Quanto al materializzare la morale, è d'accordo col Sismondi. Si sforza però di dimostrare che quantunque esso sia vero, si deve attribuire ai casisti, al tempo, ecc.; ma che nel senso cattolico il vero principio morale è dentro dell'uomo. È colpa forse di Cristo che gli uomini credano esser santi col solo andare in chiesa? Il credere che uno è assoluto se il confessore alza la mano per benedirlo, che l'entrare in paradiso è questione di aver di che pagare le indulgenze, è colpa di Cristo?
Credo avervi dato un concetto chiaro del mondo morale e religioso come è rappresentato da Sismondi e difeso da Manzoni. Questi cerca nobilitarlo strappandolo dagli abusi presenti, riconducendolo alla sua origine. Ciò fa in quel discorso, ciò ha fatto negl'Inni, nel Carmagnola, nell'Adelchi, ciò ha fatto anche nei Promessi Sposi.

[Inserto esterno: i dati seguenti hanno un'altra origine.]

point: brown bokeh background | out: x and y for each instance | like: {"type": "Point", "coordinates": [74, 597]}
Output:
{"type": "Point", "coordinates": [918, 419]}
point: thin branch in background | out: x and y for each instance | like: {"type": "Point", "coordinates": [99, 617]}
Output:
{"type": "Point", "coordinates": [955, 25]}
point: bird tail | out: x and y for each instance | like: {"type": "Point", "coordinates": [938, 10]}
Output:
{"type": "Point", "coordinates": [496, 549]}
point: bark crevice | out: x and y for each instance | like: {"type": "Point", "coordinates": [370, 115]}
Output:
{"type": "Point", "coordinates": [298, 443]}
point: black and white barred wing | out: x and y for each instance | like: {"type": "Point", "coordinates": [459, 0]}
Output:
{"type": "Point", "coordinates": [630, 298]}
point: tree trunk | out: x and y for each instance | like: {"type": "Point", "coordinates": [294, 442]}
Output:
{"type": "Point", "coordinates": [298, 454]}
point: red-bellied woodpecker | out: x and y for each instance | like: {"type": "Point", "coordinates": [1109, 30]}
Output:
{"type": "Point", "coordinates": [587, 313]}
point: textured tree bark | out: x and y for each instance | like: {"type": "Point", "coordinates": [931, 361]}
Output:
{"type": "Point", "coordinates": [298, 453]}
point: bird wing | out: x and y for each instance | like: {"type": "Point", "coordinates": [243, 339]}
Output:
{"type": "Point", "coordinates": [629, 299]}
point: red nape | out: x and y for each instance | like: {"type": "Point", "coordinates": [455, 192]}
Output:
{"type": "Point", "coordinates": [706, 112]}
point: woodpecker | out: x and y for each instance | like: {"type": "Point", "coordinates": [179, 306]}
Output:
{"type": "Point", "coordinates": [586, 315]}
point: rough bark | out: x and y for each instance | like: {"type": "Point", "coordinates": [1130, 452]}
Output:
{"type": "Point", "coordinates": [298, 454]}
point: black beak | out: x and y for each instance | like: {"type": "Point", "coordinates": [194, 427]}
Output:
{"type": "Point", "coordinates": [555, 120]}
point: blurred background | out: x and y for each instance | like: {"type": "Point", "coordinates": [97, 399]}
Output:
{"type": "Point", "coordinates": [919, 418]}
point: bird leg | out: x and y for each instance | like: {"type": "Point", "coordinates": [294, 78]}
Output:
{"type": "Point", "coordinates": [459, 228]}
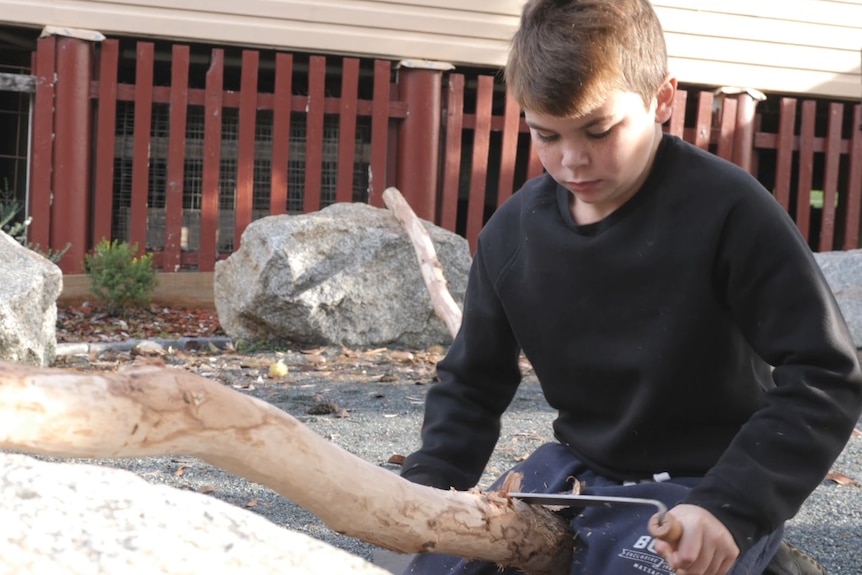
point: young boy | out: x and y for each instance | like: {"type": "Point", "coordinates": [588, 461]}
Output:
{"type": "Point", "coordinates": [671, 310]}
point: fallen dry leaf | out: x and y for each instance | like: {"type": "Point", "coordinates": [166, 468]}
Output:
{"type": "Point", "coordinates": [842, 479]}
{"type": "Point", "coordinates": [323, 408]}
{"type": "Point", "coordinates": [402, 356]}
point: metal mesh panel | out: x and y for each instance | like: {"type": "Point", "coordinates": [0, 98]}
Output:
{"type": "Point", "coordinates": [193, 170]}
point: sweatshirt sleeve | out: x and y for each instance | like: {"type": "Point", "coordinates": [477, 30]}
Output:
{"type": "Point", "coordinates": [775, 291]}
{"type": "Point", "coordinates": [477, 381]}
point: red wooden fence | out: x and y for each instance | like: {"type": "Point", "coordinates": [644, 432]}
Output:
{"type": "Point", "coordinates": [486, 155]}
{"type": "Point", "coordinates": [724, 125]}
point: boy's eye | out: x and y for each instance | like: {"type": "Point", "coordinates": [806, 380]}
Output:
{"type": "Point", "coordinates": [599, 135]}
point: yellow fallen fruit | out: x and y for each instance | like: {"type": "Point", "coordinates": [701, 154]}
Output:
{"type": "Point", "coordinates": [277, 369]}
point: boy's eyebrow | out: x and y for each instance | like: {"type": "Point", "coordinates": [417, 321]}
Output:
{"type": "Point", "coordinates": [536, 126]}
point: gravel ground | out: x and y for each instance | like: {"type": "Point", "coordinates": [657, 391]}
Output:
{"type": "Point", "coordinates": [376, 399]}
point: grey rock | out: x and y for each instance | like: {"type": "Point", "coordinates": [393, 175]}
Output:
{"type": "Point", "coordinates": [28, 304]}
{"type": "Point", "coordinates": [347, 274]}
{"type": "Point", "coordinates": [76, 519]}
{"type": "Point", "coordinates": [843, 271]}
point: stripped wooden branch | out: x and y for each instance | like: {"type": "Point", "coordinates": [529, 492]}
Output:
{"type": "Point", "coordinates": [149, 410]}
{"type": "Point", "coordinates": [441, 300]}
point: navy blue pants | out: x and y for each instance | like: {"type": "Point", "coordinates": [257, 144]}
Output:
{"type": "Point", "coordinates": [610, 540]}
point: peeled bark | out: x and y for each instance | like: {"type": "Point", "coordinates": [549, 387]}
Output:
{"type": "Point", "coordinates": [151, 410]}
{"type": "Point", "coordinates": [432, 272]}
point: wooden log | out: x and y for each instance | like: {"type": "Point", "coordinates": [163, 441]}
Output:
{"type": "Point", "coordinates": [432, 272]}
{"type": "Point", "coordinates": [149, 410]}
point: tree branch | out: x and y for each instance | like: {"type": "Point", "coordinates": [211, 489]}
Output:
{"type": "Point", "coordinates": [150, 410]}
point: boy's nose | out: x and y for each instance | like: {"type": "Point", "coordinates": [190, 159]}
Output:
{"type": "Point", "coordinates": [575, 157]}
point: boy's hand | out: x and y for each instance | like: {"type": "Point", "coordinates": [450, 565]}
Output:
{"type": "Point", "coordinates": [706, 546]}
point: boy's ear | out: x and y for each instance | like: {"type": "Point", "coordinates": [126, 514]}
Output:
{"type": "Point", "coordinates": [664, 100]}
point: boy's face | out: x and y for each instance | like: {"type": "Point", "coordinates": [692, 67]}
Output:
{"type": "Point", "coordinates": [602, 158]}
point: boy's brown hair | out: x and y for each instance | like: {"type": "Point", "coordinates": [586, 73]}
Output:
{"type": "Point", "coordinates": [567, 55]}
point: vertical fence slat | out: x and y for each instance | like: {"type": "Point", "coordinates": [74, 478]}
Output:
{"type": "Point", "coordinates": [830, 177]}
{"type": "Point", "coordinates": [103, 204]}
{"type": "Point", "coordinates": [347, 130]}
{"type": "Point", "coordinates": [784, 159]}
{"type": "Point", "coordinates": [726, 128]}
{"type": "Point", "coordinates": [211, 169]}
{"type": "Point", "coordinates": [43, 144]}
{"type": "Point", "coordinates": [479, 165]}
{"type": "Point", "coordinates": [141, 139]}
{"type": "Point", "coordinates": [743, 145]}
{"type": "Point", "coordinates": [535, 167]}
{"type": "Point", "coordinates": [379, 132]}
{"type": "Point", "coordinates": [452, 151]}
{"type": "Point", "coordinates": [246, 143]}
{"type": "Point", "coordinates": [281, 133]}
{"type": "Point", "coordinates": [509, 150]}
{"type": "Point", "coordinates": [314, 134]}
{"type": "Point", "coordinates": [854, 188]}
{"type": "Point", "coordinates": [172, 260]}
{"type": "Point", "coordinates": [676, 126]}
{"type": "Point", "coordinates": [703, 124]}
{"type": "Point", "coordinates": [806, 167]}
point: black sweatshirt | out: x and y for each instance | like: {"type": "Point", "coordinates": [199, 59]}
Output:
{"type": "Point", "coordinates": [653, 333]}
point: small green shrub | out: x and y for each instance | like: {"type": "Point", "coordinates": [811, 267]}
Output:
{"type": "Point", "coordinates": [118, 277]}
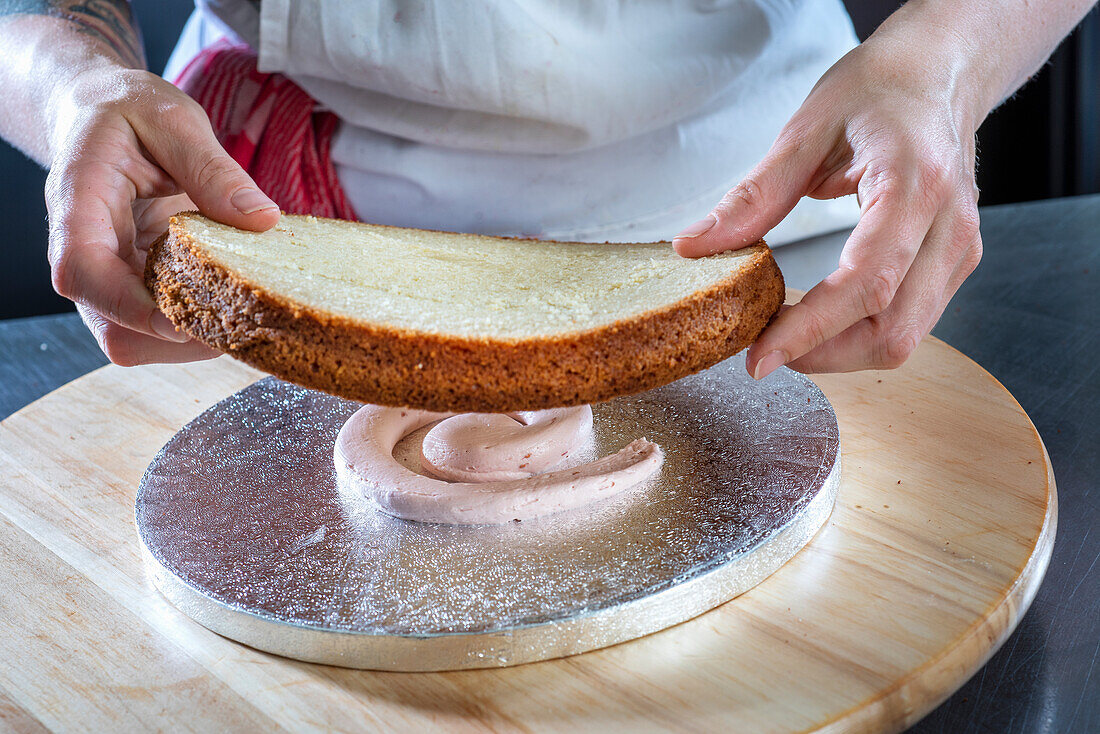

Che cosa pensa egli, dunque, quando studia il secolo XVII e vuol farvi un romanzo? Pensa trovare il modo di mettere in azione quella morale cattolica, rappresentarla non più liricamente come nei Cori e negl'Inni, ma rendendola veramente drammatica in un'azione che abbia il suo processo interno: e questo senz'alterare la verità positiva, anzi in modo che essa ne sia illustrata.
Or vi pare possibile inquadrare nel secolo XVII una morale così pura, come la concepisce Manzoni, libera dall'esagerazione del suo principio, da quel materialismo della sua fine? Come trovare elementi perché quell'ideale stia in quel secolo senza dissonanza, senza che paia parto della fantasia, senza che paia messo a forza in un mondo sì differente?